Featured

Abstraction is your friend

Summary

  • When constructing a coding solution to an implememtation problem, or an algorithm/theory for a mathematical problem, we can get bogged down in detail and lose our way.
  • Abstraction helps us to move up a level and leave the detail behind.
  • Once we temporarily leave the detail behind, what we need to do becomes clearer.
  • Now we know what we have to do or implement, we can successfully put the detail back in because we have a clear ‘north star’ of what we need to implement.

Introduction

The computer scientist Edsger Dijkstra  once said,

The purpose of abstracting is not to be vague, but to create a new semantic level in which one can be absolutely precise.

This is one of my favourite computing-related quotes, not least because it comes from Dijkstra. Edsger Dijkstra was a prodigious and extremely impactful computer scientist. In 1972 he was awarded the ACM A.M. Turing prize, widely regarded as the “Nobel prize for computer science”. Dijkstra was also “the computer scientist’s computer scientist”, providing rigorous solutions to tough practical problems, such as finding the shortest path between any two nodes on a network.

I also like the Dijkstra quote because I can relate to it. Whenever I want clarity on a problem, I abstract. Abstraction allows me to identify and focus on the “what” by taking the details of the “how” out of the discussion (for the time being). Once I know “what” it is I need to do I can put the details of the “how” back in and it becomes a straightforward technical implementation task (with debugging of course).

Yes, I hear you say, but what do you actually mean by all this high-level philosophical talk? I’ll give you two example. Yes, they are concocted examples, but they help illustrate what I’m driving at. Once I’ve discussed the two examples, we can then distil a more general approach of, i) when to recognize that we need more abstraction, and ii) how to do it.

Example 1:

Imagine you have the following equation,

G + \Lambda g = \kappa T    Eq.1

In Eq.1 \Lambda and \kappa are constants. With just your high-school mathematics, you can see that Eq. 1 is just a linear equation. With just high-school maths you can confidently understand that as T increases then so does G.

I will now tell you that Eq.1 represents the field equations for Einstein’s theory of general relativity. With just high-schools maths you’ve been able to understand general relativity. G is the curvature tensor – it describes how spacetime is curved, g is called the metric tensor, and T is the stress-energy tensor.
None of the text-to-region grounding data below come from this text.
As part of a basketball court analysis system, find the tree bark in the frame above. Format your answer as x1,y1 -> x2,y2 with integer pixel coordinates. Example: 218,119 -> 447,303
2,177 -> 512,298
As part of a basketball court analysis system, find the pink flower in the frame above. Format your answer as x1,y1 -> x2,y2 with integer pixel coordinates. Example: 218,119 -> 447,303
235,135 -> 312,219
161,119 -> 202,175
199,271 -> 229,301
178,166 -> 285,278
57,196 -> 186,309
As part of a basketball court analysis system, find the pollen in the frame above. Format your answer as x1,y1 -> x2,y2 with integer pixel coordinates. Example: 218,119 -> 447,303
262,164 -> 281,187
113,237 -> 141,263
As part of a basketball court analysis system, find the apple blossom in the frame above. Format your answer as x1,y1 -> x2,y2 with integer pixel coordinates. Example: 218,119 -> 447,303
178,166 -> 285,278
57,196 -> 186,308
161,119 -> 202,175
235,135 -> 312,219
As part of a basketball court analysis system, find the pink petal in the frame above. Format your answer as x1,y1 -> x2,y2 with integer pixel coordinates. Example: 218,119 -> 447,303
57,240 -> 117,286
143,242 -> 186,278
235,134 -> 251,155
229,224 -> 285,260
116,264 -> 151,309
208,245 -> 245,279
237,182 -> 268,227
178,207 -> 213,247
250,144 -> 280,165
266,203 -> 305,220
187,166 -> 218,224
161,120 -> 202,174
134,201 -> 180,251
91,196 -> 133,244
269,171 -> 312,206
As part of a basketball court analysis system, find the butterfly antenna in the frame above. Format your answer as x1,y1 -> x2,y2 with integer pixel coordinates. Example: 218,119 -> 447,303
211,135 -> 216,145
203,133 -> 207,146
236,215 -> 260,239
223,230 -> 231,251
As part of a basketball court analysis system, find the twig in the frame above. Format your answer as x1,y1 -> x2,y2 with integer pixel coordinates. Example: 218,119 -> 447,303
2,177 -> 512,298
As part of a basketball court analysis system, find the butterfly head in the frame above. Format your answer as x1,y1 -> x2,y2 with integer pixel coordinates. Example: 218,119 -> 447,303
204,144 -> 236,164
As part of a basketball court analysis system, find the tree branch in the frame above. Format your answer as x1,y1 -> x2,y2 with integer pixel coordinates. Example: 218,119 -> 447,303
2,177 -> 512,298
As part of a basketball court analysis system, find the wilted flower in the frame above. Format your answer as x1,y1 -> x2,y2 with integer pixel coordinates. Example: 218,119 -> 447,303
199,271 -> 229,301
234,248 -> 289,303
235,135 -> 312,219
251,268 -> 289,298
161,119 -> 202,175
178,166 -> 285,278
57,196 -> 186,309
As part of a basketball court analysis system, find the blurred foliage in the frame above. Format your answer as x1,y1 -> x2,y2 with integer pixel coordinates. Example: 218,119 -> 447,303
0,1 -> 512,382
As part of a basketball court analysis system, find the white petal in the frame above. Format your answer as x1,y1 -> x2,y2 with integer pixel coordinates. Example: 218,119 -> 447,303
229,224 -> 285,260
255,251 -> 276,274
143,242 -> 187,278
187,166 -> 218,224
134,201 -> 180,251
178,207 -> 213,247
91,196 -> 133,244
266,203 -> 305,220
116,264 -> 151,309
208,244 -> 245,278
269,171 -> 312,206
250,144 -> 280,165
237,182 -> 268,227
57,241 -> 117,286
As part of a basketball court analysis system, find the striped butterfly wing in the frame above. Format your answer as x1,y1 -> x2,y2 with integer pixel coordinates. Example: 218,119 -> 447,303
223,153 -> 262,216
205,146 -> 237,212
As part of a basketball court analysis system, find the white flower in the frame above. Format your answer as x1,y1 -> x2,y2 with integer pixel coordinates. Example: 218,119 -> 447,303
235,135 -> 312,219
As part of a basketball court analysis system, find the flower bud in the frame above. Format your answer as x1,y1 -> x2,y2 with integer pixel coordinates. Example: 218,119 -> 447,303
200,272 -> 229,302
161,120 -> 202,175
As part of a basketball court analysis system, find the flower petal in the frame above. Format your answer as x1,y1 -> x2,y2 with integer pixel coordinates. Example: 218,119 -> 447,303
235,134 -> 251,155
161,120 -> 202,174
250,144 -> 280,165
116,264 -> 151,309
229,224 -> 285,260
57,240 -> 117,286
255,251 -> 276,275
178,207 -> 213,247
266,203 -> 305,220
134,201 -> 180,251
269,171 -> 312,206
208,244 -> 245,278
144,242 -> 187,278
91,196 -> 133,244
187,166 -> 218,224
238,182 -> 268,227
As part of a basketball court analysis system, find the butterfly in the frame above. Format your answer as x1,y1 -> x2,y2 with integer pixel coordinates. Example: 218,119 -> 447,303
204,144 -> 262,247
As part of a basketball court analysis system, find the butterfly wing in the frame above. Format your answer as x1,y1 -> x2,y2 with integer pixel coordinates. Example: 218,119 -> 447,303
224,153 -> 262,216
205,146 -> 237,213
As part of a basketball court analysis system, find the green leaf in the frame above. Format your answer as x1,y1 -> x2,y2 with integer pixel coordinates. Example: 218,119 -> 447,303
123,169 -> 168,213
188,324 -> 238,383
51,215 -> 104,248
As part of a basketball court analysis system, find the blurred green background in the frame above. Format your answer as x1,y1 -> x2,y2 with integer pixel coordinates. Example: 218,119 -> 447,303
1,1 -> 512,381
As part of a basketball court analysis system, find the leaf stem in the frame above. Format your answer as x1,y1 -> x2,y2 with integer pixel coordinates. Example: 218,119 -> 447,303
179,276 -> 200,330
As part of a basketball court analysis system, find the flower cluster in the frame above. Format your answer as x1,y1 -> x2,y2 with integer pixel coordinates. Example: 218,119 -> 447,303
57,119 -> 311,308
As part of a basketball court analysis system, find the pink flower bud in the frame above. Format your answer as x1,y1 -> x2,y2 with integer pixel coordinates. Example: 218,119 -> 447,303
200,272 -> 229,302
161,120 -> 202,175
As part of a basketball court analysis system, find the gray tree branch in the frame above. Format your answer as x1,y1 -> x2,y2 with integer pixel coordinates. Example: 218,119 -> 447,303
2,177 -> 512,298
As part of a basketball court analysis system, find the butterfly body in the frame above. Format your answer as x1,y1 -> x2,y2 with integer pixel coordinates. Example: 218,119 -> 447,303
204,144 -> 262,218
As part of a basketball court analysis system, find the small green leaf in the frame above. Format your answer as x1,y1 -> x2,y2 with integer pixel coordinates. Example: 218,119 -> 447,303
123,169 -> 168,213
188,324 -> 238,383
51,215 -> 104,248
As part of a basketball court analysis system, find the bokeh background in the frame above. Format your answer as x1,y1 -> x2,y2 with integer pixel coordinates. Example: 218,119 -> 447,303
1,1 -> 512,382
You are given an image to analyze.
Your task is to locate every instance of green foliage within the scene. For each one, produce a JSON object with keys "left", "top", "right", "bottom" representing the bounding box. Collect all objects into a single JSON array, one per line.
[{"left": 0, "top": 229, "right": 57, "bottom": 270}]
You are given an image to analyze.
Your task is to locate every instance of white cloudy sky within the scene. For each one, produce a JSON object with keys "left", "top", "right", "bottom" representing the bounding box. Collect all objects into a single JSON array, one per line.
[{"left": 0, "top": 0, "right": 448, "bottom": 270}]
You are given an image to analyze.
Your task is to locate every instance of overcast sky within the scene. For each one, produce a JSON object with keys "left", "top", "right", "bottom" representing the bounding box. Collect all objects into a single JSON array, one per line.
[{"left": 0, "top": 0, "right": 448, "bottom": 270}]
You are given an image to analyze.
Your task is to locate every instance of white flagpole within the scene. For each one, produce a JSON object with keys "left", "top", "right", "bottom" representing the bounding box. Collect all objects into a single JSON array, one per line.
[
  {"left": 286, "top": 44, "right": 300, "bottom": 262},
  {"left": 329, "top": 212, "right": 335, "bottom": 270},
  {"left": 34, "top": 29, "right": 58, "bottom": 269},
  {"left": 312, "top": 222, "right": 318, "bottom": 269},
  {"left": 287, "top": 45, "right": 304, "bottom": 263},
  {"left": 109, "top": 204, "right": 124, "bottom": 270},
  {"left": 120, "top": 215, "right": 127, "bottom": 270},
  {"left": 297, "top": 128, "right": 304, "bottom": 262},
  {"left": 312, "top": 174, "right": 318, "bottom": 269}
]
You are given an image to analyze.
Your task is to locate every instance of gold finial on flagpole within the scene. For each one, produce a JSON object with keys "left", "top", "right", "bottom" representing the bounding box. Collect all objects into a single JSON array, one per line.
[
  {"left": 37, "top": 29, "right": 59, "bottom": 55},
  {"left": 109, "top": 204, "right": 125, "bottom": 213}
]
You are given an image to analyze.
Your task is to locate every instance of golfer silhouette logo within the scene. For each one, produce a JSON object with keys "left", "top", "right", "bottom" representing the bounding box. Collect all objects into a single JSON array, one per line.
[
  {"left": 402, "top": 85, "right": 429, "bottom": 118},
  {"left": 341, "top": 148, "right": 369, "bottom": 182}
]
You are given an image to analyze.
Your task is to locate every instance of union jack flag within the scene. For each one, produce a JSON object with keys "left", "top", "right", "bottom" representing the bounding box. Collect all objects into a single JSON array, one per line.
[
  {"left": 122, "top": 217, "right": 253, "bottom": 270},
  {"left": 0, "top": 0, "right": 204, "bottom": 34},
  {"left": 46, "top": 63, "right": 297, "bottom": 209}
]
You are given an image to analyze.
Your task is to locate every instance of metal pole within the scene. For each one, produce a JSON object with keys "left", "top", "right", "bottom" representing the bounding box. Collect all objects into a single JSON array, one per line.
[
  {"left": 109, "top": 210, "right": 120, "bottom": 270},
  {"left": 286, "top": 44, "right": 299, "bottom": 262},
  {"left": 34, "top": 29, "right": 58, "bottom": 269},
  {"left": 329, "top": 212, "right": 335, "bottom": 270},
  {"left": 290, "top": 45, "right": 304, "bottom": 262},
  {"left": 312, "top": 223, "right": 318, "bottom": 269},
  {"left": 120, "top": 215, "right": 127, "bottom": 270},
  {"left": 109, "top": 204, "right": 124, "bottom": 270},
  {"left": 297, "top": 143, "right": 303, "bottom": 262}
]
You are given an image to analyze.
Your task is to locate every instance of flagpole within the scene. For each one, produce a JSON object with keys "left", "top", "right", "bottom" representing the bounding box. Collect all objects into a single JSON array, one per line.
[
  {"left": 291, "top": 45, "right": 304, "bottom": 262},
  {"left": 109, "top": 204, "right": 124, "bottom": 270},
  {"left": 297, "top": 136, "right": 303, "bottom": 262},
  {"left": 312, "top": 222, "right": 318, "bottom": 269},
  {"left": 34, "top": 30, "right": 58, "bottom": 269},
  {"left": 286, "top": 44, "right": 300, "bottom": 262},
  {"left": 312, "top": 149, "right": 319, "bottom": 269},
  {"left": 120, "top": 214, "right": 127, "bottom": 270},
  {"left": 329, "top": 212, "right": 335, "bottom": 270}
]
The simple high-level form of Eq.1 allows us to understand that energy, or equivalently mass (remember E = mc^{2}) affects how curved spacetime is. The more mass we have or the higher the energy density, then the more spacetime will be curved. And the curvature of spacetime affects the dynamics of anything moving in that spacetime. This simple high-level picture is so easy to grasp that the famous cosmologist John Archibald Wheeler could summarize Einstein’s theory in one short sentence, “Spacetime tells matter how to move; matter tells spacetime how to curve”.

All of the physics concepts of Einstein’s theory are in that simple equation of Eq.1 and likewise in the simple sentence from Wheeler. At this abstract level, the “what”, i.e. the physics, is crystal clear. However, when we start getting into the technical detail we have to go deeper. To “implement” a calculation we have to start to get to grips with the “how” and learn about Christoffel symbols, Ricci tensors, covariant and contravariant tensors, and much more. It requires mathematical training.

The details are also a lot messier. In the way I have presented the example, we started with the abstraction and then introduced some of the detail. When we are actually doing research, it is usually the reverse. We start with some existing details and want to construct a simplifying, unifying theory, but we get lost in the details because of the deep technical nature of those details.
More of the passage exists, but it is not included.